La cornea artificiale impiantata a 20 malati

Il dispositivo è stato creato utilizzando molecole di collagene derivate dalla pelle di maiale sottoposta a un processo di purificazione già usato per altre applicazioni mediche. La cornea artificiale è stato impiantata in 20 pazienti affetti da una malattia degenerativa della cornea (il cheratocono) in Iran e India. 14 di loro erano legalmente ciechi. Nelle settimane successive all'intervento, l'impianto ha dimostrato di essere in grado di correggere i danni legati alla malattia, ripristinando lo spessore e la struttura della cornea.

Vista migliorata come dopo un trapianto normale

La vista dei partecipanti è migliorata in maniera analoga a quanto si sarebbe atteso dopo un trapianto di cornea naturale. I 14 pazienti ciechi hanno recuperato la capacità visiva e tre di essi hanno acquisito una visione perfetta di 10/10.

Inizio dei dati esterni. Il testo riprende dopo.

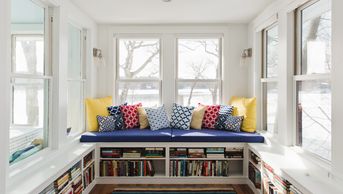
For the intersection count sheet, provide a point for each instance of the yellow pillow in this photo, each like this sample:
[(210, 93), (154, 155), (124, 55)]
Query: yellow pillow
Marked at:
[(197, 117), (245, 107), (94, 107), (143, 118)]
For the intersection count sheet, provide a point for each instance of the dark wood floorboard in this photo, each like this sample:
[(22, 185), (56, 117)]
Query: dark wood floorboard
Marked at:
[(107, 189)]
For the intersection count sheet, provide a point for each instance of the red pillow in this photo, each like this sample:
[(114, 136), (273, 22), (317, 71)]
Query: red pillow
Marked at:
[(130, 115), (210, 117)]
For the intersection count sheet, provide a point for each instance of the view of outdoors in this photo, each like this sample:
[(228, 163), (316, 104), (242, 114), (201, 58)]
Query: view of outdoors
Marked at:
[(314, 97), (30, 90), (139, 71), (198, 71)]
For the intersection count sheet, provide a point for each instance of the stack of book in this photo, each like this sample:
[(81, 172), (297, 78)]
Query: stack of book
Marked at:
[(178, 152), (274, 183), (231, 152), (255, 159), (77, 185), (215, 152), (88, 159), (198, 168), (75, 171), (49, 190), (196, 153), (110, 153), (88, 175), (255, 176), (132, 153), (61, 182), (154, 152), (126, 168)]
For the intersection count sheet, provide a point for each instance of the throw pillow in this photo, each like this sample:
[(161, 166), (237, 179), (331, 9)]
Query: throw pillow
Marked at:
[(229, 122), (118, 115), (157, 118), (106, 124), (96, 107), (197, 117), (181, 117), (130, 115), (245, 107), (210, 117), (143, 118)]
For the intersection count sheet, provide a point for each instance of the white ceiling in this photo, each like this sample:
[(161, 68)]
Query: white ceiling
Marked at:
[(176, 11)]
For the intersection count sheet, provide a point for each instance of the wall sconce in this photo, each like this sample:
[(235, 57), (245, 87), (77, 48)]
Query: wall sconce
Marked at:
[(246, 56), (98, 58)]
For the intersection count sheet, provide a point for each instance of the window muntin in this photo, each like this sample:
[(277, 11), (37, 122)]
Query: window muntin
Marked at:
[(312, 85), (269, 81), (76, 81), (139, 58), (314, 116), (315, 39), (199, 71), (138, 71), (30, 81), (271, 52)]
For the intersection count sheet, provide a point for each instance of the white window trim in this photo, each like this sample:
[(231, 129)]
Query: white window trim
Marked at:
[(264, 80), (298, 77), (82, 79), (219, 80), (118, 80)]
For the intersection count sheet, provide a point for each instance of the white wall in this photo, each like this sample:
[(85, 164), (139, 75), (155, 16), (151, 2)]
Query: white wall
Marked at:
[(63, 12), (235, 80), (282, 11)]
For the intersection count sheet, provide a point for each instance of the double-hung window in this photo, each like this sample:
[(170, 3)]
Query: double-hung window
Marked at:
[(199, 70), (312, 78), (30, 81), (138, 71), (269, 78), (76, 79)]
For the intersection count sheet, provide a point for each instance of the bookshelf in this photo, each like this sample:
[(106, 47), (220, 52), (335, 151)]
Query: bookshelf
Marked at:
[(166, 162), (265, 179), (72, 181)]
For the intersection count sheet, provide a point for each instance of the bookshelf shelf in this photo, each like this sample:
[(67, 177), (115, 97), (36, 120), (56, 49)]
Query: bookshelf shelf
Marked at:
[(133, 159), (209, 159)]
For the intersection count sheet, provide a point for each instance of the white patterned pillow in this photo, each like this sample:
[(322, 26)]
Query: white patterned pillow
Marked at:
[(157, 118), (181, 117), (107, 123)]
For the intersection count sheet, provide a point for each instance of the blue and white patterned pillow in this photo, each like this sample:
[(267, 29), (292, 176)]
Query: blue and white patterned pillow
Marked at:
[(117, 114), (157, 118), (181, 117), (226, 109), (106, 124), (229, 122)]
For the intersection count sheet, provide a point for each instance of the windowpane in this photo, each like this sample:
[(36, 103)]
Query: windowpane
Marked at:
[(139, 58), (134, 92), (29, 54), (29, 116), (316, 39), (314, 117), (271, 100), (272, 43), (192, 93), (75, 106), (198, 58), (74, 53)]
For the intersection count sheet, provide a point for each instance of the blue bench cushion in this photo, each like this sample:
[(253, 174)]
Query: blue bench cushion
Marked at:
[(171, 135), (211, 135), (129, 135)]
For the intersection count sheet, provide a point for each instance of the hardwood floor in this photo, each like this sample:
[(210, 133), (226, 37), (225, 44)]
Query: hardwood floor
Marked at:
[(107, 189)]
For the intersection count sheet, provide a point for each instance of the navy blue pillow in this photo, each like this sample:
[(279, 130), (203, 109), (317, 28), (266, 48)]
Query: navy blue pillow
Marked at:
[(118, 116)]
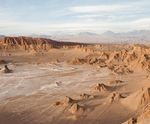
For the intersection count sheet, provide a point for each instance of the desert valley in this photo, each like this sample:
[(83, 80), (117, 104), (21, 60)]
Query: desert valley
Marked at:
[(43, 81)]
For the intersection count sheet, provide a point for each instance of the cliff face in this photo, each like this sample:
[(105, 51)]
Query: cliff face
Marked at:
[(29, 43)]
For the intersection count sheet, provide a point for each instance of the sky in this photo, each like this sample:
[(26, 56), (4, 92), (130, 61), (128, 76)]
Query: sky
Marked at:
[(73, 16)]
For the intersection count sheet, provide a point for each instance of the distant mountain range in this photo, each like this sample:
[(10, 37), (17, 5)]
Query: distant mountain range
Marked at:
[(136, 36)]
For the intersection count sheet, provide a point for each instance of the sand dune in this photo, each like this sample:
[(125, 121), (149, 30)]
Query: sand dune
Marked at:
[(72, 83)]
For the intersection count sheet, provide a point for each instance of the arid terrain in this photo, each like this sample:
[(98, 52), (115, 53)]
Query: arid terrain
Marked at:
[(43, 81)]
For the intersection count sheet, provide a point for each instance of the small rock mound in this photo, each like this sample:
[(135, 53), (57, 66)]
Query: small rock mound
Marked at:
[(3, 62), (115, 97), (131, 121), (76, 108), (120, 69), (86, 96), (138, 99), (66, 101), (116, 82), (6, 70), (142, 118), (101, 87)]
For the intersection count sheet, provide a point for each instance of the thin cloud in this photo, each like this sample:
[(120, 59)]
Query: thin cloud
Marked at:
[(100, 8)]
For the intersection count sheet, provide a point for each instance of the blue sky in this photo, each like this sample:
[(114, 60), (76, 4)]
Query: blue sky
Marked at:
[(73, 16)]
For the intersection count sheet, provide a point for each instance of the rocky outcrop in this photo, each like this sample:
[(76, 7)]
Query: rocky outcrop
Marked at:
[(36, 44)]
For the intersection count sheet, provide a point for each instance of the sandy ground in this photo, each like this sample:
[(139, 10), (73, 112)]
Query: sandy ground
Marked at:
[(28, 95)]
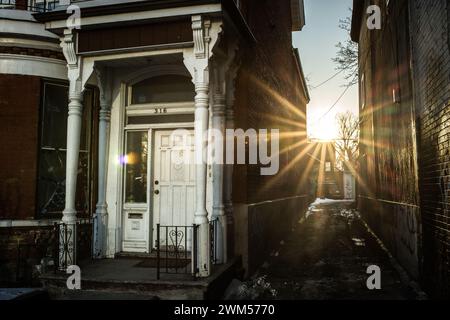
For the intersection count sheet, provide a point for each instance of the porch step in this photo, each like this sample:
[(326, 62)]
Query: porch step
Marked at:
[(105, 282)]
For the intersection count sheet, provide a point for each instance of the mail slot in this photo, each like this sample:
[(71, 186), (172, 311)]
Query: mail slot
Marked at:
[(136, 216)]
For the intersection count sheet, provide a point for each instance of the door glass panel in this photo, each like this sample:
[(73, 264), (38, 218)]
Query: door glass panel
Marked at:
[(136, 161)]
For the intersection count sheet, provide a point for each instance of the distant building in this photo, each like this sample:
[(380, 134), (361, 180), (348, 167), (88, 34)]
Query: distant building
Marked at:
[(326, 180), (404, 185)]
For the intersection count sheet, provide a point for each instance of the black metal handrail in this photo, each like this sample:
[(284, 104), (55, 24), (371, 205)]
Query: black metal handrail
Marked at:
[(72, 238), (176, 250)]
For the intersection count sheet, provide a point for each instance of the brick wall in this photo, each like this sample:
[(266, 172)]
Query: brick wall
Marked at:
[(388, 188), (270, 95), (19, 118), (431, 59)]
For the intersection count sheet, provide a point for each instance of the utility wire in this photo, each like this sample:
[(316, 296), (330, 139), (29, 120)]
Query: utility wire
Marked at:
[(334, 104), (326, 81)]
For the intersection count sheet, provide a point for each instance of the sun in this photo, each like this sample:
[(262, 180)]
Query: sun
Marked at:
[(324, 130)]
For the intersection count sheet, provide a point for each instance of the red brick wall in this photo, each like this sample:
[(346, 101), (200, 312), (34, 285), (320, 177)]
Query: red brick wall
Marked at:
[(270, 95), (430, 29), (389, 189), (19, 118), (406, 169)]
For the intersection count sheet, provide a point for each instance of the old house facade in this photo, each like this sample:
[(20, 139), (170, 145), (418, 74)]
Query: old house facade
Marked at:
[(91, 125), (404, 187)]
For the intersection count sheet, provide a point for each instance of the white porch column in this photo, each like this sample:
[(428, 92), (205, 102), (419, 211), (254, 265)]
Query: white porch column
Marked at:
[(196, 60), (67, 235), (101, 214), (218, 126)]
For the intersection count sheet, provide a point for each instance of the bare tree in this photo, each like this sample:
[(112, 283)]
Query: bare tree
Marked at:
[(347, 55), (347, 143)]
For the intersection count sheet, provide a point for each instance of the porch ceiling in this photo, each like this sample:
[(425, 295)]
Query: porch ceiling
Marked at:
[(167, 59)]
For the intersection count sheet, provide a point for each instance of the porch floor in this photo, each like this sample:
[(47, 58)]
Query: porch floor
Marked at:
[(124, 279)]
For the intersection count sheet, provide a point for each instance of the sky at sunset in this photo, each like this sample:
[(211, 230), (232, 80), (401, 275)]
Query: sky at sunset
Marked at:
[(316, 43)]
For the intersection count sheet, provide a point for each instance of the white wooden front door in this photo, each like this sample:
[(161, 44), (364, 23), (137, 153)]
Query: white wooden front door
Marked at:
[(173, 183)]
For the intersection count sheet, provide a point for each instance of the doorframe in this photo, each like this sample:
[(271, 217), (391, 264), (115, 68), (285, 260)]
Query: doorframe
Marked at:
[(151, 128)]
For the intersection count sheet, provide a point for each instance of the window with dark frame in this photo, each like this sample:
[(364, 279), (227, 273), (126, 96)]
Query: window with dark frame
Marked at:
[(51, 182)]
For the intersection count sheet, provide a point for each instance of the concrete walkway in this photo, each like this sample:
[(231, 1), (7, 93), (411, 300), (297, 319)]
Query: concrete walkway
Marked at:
[(327, 256)]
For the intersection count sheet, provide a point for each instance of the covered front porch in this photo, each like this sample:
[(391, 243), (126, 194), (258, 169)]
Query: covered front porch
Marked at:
[(158, 98), (129, 278)]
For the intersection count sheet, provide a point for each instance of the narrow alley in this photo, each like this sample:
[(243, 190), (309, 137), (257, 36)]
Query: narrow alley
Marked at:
[(326, 258)]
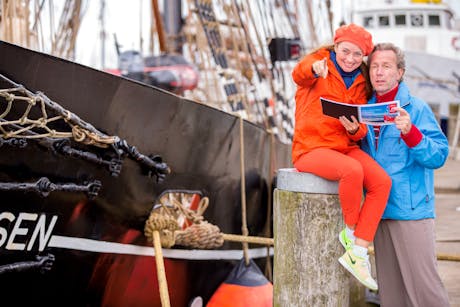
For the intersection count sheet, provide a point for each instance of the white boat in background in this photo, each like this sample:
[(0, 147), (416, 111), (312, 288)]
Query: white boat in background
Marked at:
[(430, 37)]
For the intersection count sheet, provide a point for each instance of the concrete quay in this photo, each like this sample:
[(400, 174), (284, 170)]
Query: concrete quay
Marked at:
[(447, 186)]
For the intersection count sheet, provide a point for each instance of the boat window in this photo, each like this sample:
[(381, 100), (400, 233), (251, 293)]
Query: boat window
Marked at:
[(416, 20), (384, 20), (368, 21), (434, 20), (400, 20)]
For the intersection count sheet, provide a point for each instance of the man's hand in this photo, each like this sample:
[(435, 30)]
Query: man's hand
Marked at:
[(351, 126), (320, 68), (402, 121)]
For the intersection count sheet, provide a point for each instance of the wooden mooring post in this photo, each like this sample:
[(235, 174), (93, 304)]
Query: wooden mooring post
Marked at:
[(307, 220)]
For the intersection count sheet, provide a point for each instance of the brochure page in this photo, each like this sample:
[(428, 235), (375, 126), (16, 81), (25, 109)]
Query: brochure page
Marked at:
[(371, 114)]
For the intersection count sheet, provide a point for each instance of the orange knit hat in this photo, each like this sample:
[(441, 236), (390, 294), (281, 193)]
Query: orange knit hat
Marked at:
[(355, 34)]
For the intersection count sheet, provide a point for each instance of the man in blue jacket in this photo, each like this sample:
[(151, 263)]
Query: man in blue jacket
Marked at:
[(409, 151)]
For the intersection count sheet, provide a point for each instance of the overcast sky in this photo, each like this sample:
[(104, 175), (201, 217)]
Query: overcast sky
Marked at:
[(129, 21)]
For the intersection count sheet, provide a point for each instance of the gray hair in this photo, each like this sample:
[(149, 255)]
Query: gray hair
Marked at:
[(400, 60)]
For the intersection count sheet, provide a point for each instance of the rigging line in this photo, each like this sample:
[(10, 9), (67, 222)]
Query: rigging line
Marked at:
[(289, 15), (264, 18), (250, 17), (312, 31), (244, 226)]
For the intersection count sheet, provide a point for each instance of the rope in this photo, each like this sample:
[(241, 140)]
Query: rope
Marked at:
[(27, 128), (200, 235), (244, 226)]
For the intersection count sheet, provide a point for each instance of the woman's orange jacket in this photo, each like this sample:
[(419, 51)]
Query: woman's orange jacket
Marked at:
[(313, 129)]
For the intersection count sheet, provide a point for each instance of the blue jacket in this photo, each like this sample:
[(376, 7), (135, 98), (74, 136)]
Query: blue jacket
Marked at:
[(411, 169)]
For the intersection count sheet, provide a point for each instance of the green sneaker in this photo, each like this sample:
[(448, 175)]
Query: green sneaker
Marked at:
[(346, 242), (359, 267)]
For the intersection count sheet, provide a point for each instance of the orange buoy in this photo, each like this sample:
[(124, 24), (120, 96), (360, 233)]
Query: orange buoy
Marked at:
[(244, 286)]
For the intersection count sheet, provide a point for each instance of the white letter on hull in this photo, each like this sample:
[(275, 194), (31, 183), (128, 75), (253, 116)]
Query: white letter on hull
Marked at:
[(20, 231), (45, 235), (3, 233)]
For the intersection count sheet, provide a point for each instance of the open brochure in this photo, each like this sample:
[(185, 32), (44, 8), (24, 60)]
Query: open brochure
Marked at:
[(372, 114)]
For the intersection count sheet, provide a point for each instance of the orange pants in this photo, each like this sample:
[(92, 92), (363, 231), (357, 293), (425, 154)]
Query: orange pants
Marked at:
[(354, 170)]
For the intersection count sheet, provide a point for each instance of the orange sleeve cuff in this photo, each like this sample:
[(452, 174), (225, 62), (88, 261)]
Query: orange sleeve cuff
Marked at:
[(413, 137)]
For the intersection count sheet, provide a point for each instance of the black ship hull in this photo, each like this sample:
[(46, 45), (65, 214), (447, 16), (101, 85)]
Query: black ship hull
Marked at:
[(100, 254)]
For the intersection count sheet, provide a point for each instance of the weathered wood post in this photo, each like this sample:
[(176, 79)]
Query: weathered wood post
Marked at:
[(307, 220)]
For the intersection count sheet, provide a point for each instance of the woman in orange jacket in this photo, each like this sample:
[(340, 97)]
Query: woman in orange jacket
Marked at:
[(328, 147)]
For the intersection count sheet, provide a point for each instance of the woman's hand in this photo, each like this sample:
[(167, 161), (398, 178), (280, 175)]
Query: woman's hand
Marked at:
[(351, 126), (320, 68)]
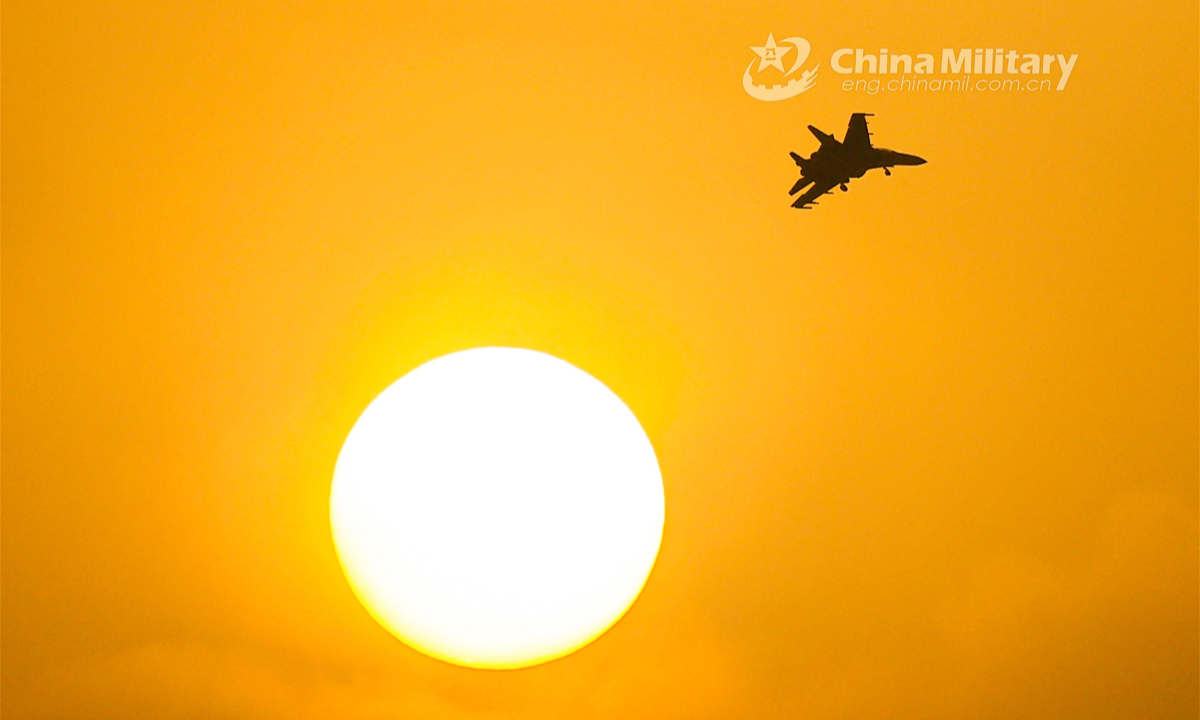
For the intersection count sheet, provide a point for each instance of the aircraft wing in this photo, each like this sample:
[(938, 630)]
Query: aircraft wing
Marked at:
[(857, 136), (816, 191)]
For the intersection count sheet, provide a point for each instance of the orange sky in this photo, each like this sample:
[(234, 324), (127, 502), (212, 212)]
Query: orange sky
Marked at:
[(929, 449)]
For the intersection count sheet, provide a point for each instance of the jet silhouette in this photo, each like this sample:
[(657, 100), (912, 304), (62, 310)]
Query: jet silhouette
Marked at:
[(835, 163)]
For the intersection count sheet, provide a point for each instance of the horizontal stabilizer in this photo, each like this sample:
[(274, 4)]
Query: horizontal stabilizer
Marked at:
[(799, 185)]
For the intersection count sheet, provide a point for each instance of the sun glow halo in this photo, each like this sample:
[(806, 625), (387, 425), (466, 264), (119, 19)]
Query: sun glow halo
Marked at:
[(497, 508)]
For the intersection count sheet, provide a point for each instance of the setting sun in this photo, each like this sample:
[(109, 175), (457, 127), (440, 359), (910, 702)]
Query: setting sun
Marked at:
[(497, 508)]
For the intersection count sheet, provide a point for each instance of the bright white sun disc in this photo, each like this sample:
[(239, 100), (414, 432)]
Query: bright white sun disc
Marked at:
[(497, 508)]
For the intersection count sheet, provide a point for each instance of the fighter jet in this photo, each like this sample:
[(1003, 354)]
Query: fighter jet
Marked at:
[(835, 163)]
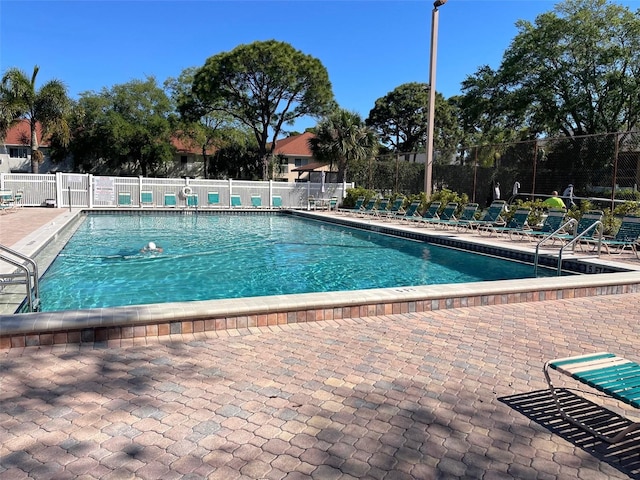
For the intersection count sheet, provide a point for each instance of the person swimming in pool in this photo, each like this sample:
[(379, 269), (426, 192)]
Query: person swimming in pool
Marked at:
[(151, 247)]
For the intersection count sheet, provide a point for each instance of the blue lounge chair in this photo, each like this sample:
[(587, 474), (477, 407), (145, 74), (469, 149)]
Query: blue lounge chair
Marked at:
[(467, 215), (367, 207), (192, 200), (355, 209), (411, 213), (626, 237), (612, 376), (552, 223), (518, 223), (213, 199), (236, 201), (170, 200), (492, 217), (124, 199), (146, 198), (430, 212), (256, 201), (445, 218), (381, 208), (589, 228), (396, 208)]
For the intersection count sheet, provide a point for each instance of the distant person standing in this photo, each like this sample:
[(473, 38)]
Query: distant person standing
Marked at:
[(567, 195), (554, 201)]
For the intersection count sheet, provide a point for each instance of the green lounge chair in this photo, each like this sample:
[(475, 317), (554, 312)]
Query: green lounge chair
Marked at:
[(492, 217), (552, 223), (367, 208), (468, 214), (612, 376), (396, 208), (236, 201), (146, 198), (410, 213), (213, 199), (124, 199), (588, 226), (518, 223), (256, 201), (626, 237), (356, 207), (170, 200), (430, 212), (381, 208), (445, 218), (192, 200)]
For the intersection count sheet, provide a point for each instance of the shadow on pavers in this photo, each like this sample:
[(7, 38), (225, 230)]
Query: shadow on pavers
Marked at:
[(540, 407)]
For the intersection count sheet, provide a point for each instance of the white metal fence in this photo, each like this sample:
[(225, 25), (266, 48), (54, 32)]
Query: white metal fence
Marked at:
[(63, 190)]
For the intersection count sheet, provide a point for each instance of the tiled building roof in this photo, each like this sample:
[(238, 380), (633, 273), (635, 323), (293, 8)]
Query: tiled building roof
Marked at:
[(297, 145), (20, 134)]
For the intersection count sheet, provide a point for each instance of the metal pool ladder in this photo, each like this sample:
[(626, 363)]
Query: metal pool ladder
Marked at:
[(551, 236), (26, 274)]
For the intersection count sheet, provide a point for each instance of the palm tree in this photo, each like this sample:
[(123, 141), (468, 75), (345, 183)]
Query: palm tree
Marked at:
[(19, 100), (343, 138)]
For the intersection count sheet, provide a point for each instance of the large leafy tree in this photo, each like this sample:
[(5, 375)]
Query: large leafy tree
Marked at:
[(47, 105), (201, 124), (400, 117), (124, 129), (576, 71), (265, 85), (343, 138), (400, 120)]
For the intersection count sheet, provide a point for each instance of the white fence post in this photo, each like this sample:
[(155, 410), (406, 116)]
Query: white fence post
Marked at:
[(59, 193), (90, 198), (140, 191)]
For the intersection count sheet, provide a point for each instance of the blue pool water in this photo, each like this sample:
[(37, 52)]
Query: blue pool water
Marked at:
[(229, 256)]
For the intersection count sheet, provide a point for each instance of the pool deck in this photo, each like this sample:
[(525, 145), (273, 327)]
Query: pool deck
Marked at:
[(451, 392)]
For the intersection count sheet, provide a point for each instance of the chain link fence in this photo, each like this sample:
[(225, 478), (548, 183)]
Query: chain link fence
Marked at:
[(603, 168)]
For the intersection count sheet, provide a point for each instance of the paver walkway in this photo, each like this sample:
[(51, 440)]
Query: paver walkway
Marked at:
[(445, 394)]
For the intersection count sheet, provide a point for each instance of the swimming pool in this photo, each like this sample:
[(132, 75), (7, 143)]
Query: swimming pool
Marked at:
[(213, 256)]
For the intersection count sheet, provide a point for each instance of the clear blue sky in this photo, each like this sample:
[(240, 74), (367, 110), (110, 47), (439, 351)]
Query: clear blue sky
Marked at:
[(369, 47)]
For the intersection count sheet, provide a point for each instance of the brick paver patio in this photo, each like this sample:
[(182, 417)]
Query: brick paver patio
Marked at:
[(446, 394)]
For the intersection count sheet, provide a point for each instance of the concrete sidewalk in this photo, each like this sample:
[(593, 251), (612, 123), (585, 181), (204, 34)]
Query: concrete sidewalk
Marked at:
[(445, 394)]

Aggirare la carenza di tessuti

"I risultati mostrano che è possibile sviluppare un biomateriale che soddisfi tutti i criteri per essere utilizzato per impianti umani, che può essere prodotto in serie e conservato fino a due anni e quindi raggiungere un numero ancora maggiore di persone con problemi di vista", ha affermato in una nota il coordinatore dello studio Neil Lagali. "Questo ci fa aggirare il problema della carenza di tessuto corneale donato e dell'accesso ad altri trattamenti per le malattie degli occhi".